Putting public (or Crown) land in private hands is a process that should be open to broad public comment. But Ministry of Natural Resources staff tell us that only those with lands abutting these Crown lands are eligible to lease or buy the lands from the Crown. Only people within 100 shoreline meters of the public land in question were given an opportunity to comment. The limited opportunity for public input led us to create a video and a petition to gather opposition to the land sale.

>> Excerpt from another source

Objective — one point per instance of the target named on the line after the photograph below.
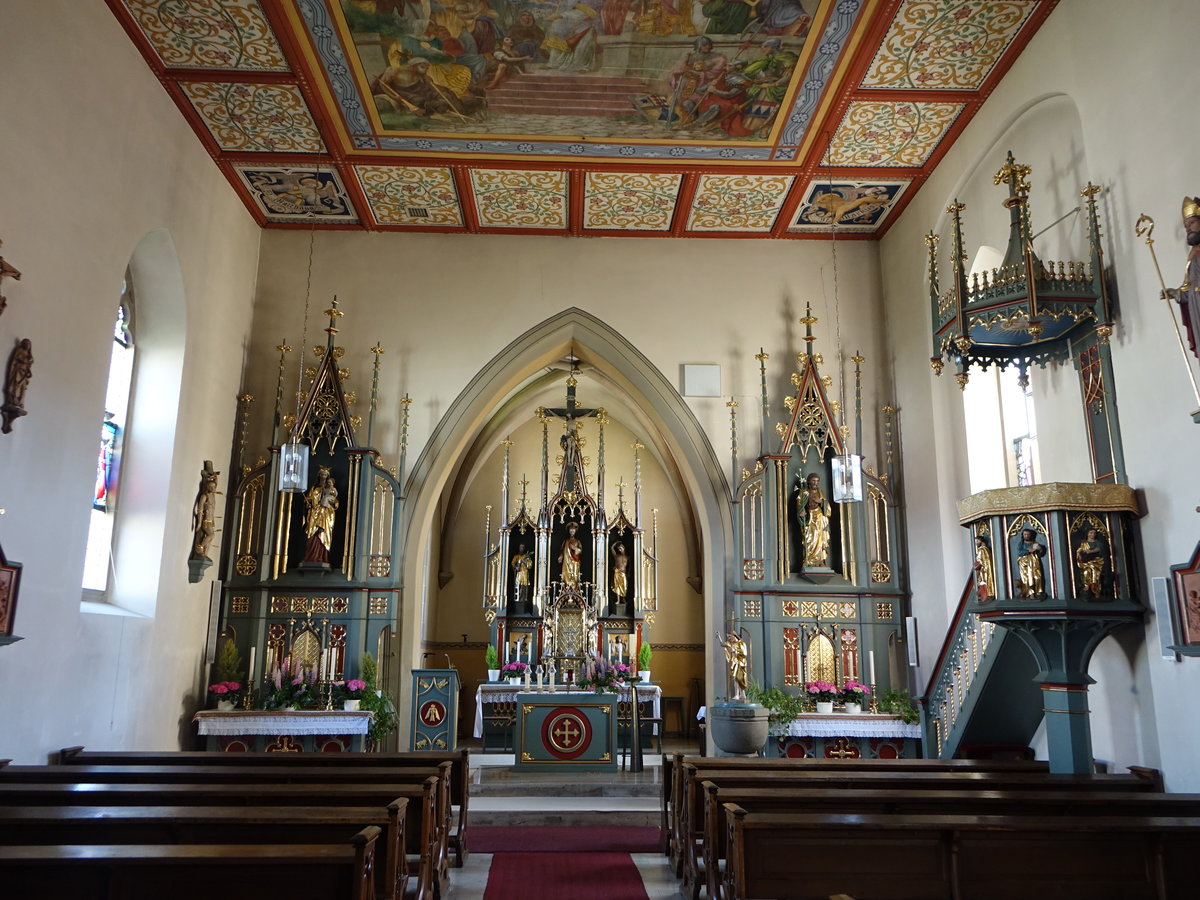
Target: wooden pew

The developer, Kimvar, a subsidiary of Geranium, plans to build a 1000 slip marina on Lake Simcoe which is already suffering from water and noise pollution. It has conditional approval to build 2,000 units—mostly limited occupancy, and a 400-unit hotel—in what is now a small, heritage cottage community at the north end of Innisfil, Ontario.
To build the marina entrance’s breakwaters and to fortify almost 200 meters of the entrance with rock and concrete, the developer needs to acquire two pieces of publicly owned land adjacent to the marina entrance. But opponents don’t think this developer deserves the public’s land, especially after it has launched multiple, expensive lawsuits (SLAPP) against local residents who object.
Environmental Defence and the Innisfil District Association want to stop the land sale, and allow local residents a fair opportunity to comment on it. If the province is entertaining the sale of public land, it should be a public sale, they argue, not a sole-source agreement.
This is particularly important in light of the chilling effect SLAPPs had on public participation. Many people were unwilling to come forward to oppose this development. Now that the province is dealing with the distribution of public lands, it’s an ideal time for the public to have a say.